Blair Underwood to appear at 'Detroit Projects' free event
Hearing actors like Blair Underwood ("Marvel's Agents of SHIELD"), Andre Holland ("The Knick") and Ruben Santiago-Hudson ("Low Winter Sun") talk about their craft would be rewarding under any circumstances. But having them come together to discuss a theater trilogy called "The Detroit Projects"? That's something special.
Underwood, Holland and Santiago-Hudson (a Wayne State alum) will appear at 4 p.m. Sunday at a free event, "Capturing Detroit: Owning the Narrative of Our City," at the Charles H. Wright Museum's General Motors Theatre. They'll participate in a conversation with playwright Dominique Morisseau about her three Motor City-themed plays, one of which, "Detroit '67," will be performed May 13 through June 5 by the Detroit Public Theatre.
The actors are all veterans of Morisseau's work. Underwood and Holland starred in a Williamstown Theatre Festival production of "Paradise Blue" that was directed by Santiago-Hudson. It's about an African-American trumpeter in the 1949-era Paradise Valley business district who's trying to decide whether to sell his jazz club.

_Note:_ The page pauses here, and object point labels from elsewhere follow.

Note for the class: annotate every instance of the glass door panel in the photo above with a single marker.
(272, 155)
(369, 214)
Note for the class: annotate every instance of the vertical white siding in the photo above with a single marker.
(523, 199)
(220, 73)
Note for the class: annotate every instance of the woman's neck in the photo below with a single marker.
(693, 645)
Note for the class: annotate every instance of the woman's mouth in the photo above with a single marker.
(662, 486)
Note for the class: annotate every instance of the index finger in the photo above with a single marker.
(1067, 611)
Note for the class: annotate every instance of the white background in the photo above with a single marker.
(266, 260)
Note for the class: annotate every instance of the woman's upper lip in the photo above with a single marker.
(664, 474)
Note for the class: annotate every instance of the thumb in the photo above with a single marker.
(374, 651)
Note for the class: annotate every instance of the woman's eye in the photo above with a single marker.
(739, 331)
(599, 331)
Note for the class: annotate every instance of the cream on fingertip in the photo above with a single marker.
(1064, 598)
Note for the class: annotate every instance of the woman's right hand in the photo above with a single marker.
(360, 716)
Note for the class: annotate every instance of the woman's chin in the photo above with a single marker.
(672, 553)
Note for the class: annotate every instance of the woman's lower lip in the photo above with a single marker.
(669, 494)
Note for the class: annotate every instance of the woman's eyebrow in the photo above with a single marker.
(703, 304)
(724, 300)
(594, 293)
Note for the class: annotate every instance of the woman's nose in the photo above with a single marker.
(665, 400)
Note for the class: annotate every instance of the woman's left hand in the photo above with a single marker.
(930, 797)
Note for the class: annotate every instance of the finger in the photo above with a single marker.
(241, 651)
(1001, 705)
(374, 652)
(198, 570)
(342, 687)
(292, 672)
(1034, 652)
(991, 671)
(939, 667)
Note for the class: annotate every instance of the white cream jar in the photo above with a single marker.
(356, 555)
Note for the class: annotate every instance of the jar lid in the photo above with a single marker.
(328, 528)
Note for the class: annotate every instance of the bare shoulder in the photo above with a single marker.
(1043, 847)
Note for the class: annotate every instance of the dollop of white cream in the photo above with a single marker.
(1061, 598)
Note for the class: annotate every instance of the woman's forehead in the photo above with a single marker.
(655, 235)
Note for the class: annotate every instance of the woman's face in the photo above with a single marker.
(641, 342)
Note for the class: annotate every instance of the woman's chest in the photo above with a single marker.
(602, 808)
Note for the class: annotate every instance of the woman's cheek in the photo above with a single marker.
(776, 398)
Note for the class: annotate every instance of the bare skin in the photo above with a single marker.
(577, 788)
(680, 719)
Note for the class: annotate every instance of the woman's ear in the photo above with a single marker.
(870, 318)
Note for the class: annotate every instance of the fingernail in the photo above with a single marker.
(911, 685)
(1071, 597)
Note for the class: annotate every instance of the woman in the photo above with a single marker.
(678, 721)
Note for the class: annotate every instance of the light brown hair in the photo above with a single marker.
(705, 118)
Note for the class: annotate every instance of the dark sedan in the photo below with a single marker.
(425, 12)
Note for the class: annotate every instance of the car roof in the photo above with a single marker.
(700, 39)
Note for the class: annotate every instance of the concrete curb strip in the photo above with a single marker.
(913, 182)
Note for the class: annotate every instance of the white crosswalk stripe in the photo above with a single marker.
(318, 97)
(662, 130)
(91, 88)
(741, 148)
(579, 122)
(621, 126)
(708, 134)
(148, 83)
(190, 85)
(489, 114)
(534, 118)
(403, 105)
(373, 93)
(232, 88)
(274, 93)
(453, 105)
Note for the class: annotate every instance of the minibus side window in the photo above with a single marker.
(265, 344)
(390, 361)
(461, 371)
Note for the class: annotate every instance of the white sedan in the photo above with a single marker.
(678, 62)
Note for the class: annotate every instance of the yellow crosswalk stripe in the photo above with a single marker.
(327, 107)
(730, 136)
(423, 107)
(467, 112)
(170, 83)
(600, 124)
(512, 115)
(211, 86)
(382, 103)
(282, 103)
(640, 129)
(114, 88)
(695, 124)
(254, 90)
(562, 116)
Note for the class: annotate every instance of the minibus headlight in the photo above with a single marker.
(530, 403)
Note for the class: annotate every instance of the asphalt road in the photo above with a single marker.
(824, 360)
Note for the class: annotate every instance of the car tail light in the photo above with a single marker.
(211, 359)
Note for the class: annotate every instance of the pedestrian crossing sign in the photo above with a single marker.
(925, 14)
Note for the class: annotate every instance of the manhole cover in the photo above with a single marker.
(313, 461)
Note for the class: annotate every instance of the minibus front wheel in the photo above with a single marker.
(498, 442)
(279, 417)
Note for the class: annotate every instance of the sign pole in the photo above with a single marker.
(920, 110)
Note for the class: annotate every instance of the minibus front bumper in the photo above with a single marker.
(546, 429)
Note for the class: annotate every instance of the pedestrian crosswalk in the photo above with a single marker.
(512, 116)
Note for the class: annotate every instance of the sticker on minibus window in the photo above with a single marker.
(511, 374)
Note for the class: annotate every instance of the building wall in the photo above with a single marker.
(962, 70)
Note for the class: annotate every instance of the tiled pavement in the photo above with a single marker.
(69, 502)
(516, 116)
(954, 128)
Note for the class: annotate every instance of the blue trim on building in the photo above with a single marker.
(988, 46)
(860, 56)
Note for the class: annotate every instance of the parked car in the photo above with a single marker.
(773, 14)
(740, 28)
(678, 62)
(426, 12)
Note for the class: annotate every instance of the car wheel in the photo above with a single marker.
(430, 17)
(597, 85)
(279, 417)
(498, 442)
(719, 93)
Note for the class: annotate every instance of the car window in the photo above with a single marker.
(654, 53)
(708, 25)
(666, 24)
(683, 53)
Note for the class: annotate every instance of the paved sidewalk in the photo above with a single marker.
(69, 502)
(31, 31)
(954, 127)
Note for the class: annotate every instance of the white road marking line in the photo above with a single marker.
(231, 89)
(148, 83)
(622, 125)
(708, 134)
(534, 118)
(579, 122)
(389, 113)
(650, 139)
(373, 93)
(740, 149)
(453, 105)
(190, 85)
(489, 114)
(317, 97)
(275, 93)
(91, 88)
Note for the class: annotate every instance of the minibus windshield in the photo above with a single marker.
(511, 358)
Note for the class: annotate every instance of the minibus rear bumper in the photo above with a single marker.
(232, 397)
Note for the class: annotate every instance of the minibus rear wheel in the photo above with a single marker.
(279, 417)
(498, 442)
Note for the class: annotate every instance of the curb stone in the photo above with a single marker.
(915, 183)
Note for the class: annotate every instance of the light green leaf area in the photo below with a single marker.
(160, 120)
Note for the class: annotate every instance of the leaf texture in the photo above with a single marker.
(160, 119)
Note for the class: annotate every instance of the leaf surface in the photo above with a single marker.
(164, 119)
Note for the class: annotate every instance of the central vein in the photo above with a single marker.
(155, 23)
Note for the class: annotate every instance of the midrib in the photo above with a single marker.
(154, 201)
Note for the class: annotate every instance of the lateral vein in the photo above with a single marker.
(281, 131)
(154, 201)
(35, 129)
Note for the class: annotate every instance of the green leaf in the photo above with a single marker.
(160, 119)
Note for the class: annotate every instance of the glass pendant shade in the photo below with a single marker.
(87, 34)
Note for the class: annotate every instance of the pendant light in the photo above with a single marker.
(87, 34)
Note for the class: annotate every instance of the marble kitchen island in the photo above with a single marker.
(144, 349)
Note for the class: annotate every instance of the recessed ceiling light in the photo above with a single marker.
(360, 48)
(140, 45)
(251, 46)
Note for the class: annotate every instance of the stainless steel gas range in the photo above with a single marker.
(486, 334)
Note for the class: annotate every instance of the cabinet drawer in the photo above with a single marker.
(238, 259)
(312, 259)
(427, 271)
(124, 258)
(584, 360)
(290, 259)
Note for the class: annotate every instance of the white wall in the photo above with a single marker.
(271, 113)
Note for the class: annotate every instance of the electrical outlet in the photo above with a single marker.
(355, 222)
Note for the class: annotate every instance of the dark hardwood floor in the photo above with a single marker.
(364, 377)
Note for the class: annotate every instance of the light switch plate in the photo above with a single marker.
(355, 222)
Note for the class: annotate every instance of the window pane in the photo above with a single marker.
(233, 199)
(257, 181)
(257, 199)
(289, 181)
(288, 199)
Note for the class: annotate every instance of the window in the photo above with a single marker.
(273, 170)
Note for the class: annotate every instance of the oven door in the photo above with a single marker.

Santiago-Hudson also was the director of an off-Broadway version of "Skeleton Crew," which focuses on workers at Detroit's last exporting automotive plant circa 2008,
Morisseau, a native Detroiter who studied acting at the University of Michigan, started her career as a performance artist/poet in Harmonie Park. "Detroit '67," which will be opening here next month, is set in the basement of a house inherited by a brother and sister. In a review of a 2013 staging, BET.com praised how the play "tackles the turbulence of the time while finding a way, through all of the dilapidation, to recognize a defining generation."
Sunday's event also will feature Marlowe Stoudamire, project director of the Detroit HIstorical Society's "Detroit 67: Looking Back to Move Forward" community engagement project, and will be moderated by poet Jessica Care Moore. Seating is first-come, first-serve, so those attending are encouraged to arrive early.